BL◆父の肖像
TOPINDEX BACK NEXT

− 02 −
 学校は空虚だった。
 教壇に立つ教師たちの言葉も、生徒たちの笑顔も、何もかもが作り物めいて空々しい。
 きのうのことを心配して声をかけてきた久美子に、拓見はつい、きつい言葉をぶつけてしまった。
「うるさいな。村野には関係ないだろ」
 久美子は驚いたように目を見開き、つぎにはその目を涙で潤ませた。雅俊が抗議の声を上げるより先に、拓見は席を立って教室を出た。
 廊下で市村とすれちがったが、拓見は彼の存在など視界にも入らないといった態度で完全に無視した。市村も何も言わなかった。
 昨夜のうちにもやもやと固まった結論は、拓見がこれまで信じてきたことを百八十度ひっくりかえすようなものだった。

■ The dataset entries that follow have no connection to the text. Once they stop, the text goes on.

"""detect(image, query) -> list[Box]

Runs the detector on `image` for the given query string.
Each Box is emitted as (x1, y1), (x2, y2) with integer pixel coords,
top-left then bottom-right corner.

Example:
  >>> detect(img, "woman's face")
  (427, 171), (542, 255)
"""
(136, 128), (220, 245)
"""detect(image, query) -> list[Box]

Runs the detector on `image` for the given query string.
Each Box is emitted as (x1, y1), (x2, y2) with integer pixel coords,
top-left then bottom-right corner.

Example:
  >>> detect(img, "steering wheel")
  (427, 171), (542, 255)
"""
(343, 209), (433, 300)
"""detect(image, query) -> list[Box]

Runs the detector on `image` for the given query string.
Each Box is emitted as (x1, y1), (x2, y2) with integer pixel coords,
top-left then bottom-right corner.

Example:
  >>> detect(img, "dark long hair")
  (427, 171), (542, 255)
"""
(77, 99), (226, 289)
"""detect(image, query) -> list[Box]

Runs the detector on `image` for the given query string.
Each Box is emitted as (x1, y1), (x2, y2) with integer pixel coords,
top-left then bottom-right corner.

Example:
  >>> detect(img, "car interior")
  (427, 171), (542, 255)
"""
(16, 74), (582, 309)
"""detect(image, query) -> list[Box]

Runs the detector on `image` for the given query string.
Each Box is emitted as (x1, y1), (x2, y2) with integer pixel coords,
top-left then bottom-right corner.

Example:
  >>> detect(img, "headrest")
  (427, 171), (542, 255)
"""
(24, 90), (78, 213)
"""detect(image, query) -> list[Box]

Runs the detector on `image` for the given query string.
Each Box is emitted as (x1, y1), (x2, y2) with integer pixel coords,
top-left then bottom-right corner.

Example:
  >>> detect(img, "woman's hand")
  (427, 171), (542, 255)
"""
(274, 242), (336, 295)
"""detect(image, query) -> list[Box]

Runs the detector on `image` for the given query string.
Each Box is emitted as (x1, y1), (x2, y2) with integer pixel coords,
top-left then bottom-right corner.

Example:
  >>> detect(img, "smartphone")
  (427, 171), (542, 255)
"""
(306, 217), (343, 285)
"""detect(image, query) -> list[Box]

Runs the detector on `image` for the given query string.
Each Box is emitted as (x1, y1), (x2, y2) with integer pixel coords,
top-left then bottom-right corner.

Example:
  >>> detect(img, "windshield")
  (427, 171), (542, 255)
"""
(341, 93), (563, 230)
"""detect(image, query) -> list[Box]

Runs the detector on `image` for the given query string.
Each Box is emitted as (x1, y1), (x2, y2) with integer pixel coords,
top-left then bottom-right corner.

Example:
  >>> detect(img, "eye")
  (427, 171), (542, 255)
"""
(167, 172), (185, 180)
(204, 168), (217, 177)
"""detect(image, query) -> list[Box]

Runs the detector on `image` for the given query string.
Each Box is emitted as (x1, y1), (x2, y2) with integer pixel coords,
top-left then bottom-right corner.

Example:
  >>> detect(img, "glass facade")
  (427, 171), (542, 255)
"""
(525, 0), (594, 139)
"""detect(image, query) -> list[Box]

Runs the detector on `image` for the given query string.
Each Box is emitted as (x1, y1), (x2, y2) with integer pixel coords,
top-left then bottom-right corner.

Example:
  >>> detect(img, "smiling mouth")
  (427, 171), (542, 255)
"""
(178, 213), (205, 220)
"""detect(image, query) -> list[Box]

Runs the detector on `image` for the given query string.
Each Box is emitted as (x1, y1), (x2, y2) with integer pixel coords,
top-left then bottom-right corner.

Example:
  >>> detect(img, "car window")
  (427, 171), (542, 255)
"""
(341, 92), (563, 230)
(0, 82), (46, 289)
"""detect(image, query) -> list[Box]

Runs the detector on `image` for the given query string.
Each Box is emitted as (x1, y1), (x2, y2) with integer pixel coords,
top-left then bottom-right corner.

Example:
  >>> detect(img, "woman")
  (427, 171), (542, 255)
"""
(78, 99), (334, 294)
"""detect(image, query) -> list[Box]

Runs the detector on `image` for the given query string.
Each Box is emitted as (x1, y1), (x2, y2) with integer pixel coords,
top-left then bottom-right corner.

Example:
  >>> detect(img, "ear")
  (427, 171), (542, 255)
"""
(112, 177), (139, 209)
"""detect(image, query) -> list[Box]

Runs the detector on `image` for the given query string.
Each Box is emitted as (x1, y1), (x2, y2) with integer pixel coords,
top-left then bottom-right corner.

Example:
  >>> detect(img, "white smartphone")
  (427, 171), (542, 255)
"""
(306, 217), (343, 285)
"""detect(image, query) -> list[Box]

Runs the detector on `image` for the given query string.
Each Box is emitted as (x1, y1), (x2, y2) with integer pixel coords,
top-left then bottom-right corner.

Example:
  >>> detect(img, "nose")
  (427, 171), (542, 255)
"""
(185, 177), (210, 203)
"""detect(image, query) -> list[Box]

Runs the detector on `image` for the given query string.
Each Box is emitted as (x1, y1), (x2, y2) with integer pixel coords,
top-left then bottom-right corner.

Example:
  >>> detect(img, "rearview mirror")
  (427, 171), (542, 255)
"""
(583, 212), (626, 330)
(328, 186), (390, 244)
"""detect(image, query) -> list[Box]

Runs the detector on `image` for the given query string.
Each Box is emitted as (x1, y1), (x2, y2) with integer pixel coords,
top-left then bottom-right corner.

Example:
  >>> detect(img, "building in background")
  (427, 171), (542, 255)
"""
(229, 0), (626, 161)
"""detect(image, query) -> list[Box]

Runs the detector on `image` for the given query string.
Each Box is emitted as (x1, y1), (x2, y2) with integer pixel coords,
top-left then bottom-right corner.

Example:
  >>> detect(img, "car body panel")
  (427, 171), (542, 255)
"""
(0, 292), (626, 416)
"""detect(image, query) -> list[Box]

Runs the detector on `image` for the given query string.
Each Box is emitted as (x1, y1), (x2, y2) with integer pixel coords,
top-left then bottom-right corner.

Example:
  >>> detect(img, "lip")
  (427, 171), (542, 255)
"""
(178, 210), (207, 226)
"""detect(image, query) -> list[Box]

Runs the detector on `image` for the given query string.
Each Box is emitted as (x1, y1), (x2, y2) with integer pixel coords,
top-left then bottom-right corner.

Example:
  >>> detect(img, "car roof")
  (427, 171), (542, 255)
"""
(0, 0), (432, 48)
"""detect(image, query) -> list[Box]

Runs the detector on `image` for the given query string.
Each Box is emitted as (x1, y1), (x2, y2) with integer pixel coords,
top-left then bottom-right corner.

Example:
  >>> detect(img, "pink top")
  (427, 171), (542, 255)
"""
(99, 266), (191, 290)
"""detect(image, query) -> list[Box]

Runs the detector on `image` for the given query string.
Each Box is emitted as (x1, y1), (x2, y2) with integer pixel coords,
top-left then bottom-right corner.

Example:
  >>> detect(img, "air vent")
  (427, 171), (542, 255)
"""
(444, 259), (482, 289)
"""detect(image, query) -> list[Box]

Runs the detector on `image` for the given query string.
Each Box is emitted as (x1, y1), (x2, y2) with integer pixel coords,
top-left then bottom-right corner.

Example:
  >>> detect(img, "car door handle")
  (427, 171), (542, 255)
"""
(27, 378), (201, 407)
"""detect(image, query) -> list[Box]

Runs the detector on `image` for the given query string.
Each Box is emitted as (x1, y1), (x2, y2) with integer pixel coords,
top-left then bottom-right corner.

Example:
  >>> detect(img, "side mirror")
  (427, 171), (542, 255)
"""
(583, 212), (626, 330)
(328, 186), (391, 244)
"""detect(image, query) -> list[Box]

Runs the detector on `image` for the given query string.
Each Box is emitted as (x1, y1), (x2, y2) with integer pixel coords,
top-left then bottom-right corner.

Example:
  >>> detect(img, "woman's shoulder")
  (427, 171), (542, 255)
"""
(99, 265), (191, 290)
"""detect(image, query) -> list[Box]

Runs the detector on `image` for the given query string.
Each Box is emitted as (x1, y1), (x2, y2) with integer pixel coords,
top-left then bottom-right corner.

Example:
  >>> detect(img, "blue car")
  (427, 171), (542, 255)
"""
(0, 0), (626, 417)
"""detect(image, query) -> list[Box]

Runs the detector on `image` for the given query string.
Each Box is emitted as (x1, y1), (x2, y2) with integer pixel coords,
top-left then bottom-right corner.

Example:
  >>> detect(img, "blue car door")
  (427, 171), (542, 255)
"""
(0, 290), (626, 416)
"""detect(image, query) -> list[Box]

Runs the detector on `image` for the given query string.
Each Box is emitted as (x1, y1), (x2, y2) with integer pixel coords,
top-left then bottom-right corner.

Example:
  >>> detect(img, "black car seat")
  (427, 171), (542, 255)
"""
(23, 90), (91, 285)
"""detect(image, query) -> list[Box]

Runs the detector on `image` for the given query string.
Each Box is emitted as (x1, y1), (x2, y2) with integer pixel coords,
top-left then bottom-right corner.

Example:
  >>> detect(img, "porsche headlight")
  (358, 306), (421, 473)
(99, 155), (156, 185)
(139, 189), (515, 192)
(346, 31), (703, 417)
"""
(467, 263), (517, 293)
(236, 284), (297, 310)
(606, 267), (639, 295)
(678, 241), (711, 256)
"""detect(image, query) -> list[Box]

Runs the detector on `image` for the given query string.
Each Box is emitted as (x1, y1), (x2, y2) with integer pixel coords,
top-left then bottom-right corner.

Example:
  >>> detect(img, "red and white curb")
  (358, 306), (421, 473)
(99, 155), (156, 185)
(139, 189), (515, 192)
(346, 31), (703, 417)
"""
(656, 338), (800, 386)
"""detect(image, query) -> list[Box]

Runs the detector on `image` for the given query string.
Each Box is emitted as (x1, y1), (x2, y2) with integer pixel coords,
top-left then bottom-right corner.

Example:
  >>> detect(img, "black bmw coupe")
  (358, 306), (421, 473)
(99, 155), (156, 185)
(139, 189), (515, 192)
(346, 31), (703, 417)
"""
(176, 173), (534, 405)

 父は母を愛していたのだと思っていた。それゆえに、妻を喪った悲しみに耐えきれず、息子に彼女の面影を求めたのだと。だからこそ拓見は彼を受けいれ、彼に、ふつう父親にいだく以上の愛情をいだいてきたのだ。
 だが、かつて父が市村とただならぬ関係にあったとすれば、すべてはまったく違った意味を持ってくる。市村が母に似ているのではない、母が市村に似ていたのだ。なんらかの事情で市村と別れた父は、彼のことが忘れられず、彼によく似た女性を結婚相手に選んだのではないか。
 なんとなくよそよそしかった、父と母の間柄を思い出す。
 あの懐かしい日々は、穏やかな家族の風景などではなかった。父も母も、互いのことを愛してなどいなかった。いや、母は父のことを愛していたかもしれないが、父の本心に気づき、しだいに気持ちが離れていったのだろう。母が拓見にばかり目を向けていたのも、それでうなずける。

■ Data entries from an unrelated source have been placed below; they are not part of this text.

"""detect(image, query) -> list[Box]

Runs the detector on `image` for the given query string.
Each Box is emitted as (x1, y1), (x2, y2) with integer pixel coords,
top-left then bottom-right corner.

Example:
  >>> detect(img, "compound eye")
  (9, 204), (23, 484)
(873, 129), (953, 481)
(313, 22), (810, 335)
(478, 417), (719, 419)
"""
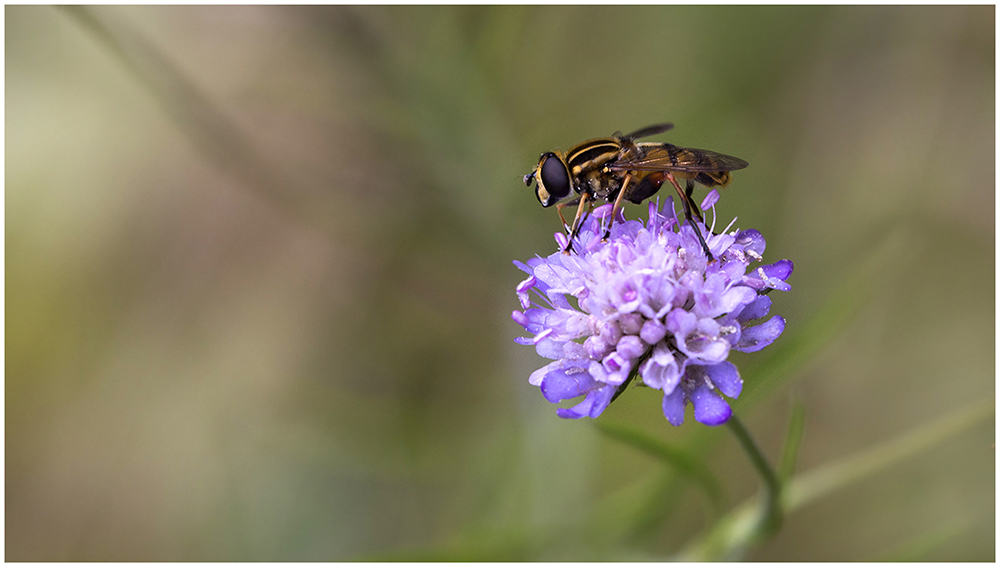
(537, 154), (569, 207)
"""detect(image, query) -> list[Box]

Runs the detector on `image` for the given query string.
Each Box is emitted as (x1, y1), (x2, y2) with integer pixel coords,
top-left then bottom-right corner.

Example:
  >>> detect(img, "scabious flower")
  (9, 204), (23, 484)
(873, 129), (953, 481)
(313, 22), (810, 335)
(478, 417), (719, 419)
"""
(512, 196), (792, 426)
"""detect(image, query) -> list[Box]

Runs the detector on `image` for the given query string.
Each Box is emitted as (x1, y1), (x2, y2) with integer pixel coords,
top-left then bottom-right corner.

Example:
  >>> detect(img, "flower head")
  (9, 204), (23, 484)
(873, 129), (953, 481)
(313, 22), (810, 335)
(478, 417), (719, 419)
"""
(512, 199), (792, 426)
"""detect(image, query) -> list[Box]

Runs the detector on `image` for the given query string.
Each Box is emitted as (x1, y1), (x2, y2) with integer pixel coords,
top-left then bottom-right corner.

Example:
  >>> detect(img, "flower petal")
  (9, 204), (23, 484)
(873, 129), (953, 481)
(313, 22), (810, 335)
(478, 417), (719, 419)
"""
(734, 316), (785, 353)
(663, 389), (687, 426)
(704, 361), (743, 398)
(541, 368), (600, 402)
(690, 385), (733, 426)
(556, 385), (617, 418)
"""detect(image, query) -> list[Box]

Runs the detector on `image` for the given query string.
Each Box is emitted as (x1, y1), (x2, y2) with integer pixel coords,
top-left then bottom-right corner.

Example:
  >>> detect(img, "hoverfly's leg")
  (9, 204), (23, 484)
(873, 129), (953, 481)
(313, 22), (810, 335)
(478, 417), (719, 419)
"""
(684, 179), (705, 223)
(563, 193), (593, 254)
(604, 174), (632, 241)
(556, 197), (580, 227)
(667, 172), (715, 262)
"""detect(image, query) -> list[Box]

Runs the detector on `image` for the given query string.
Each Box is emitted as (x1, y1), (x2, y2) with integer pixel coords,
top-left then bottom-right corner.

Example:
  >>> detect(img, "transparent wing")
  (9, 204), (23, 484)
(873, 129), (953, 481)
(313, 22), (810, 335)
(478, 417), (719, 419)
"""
(610, 144), (750, 172)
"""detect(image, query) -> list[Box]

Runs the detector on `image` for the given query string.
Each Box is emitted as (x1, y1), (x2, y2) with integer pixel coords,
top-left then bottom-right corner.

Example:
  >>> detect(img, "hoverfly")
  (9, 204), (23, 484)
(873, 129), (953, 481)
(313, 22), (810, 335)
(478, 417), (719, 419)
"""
(524, 123), (749, 260)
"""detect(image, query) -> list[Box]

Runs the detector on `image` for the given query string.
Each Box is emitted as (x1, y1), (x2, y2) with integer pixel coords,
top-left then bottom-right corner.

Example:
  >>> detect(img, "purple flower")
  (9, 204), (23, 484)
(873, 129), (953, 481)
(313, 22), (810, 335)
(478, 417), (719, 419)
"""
(512, 200), (793, 426)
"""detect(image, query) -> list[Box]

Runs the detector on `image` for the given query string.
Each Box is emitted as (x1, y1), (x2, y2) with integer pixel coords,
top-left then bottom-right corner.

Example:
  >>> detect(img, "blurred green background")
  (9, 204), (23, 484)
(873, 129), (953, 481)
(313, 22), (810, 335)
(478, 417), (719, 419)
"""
(5, 6), (995, 561)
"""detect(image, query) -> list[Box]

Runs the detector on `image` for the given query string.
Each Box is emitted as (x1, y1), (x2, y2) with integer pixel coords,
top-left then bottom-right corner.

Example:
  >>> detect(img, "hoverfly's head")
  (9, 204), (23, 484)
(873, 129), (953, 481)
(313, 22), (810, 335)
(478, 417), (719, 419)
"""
(524, 152), (570, 207)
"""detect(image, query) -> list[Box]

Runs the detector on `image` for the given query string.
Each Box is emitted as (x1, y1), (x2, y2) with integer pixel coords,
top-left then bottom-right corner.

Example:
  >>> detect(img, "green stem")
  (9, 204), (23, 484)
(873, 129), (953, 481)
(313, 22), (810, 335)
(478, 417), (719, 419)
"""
(726, 414), (782, 539)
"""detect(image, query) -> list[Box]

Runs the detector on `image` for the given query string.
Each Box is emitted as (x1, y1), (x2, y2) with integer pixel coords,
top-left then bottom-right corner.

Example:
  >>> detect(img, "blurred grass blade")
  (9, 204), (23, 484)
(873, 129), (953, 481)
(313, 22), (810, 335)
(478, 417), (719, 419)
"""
(677, 401), (994, 561)
(59, 6), (332, 232)
(733, 228), (911, 410)
(873, 523), (969, 562)
(594, 421), (723, 514)
(778, 401), (806, 486)
(785, 400), (994, 510)
(636, 228), (908, 544)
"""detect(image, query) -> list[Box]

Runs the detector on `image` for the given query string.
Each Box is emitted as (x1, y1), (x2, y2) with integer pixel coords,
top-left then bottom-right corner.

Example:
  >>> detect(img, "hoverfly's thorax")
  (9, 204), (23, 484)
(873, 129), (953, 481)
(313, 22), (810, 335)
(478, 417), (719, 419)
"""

 そして父は、拓見を穢した。妻に似ているからではなく、市村に似ているから。拓見が男だったことも大きく影響しているにちがいない。そう思うと、総毛立つような嫌悪感に襲われた。
 裏切られたような気持ちだった。父だけでなく、この世の何もかもが信じられなかった。いまこの目に映っているのは、すべて本物ではない、だれかが作った巧妙な舞台なのだと思った。
 ――何も知らなかった――
 チャイムの音が、うつろにつぎの授業の開始を告げた。
 いつのまにか廊下に立ちつくしていた拓見は、夢から覚めたようにはっと顔を上げ、教室に戻るために向きを変えた。
 それから一日、拓見はだれとも口をきかずに過ごした。雅俊が何か言ってきても、聞こえないふりをした。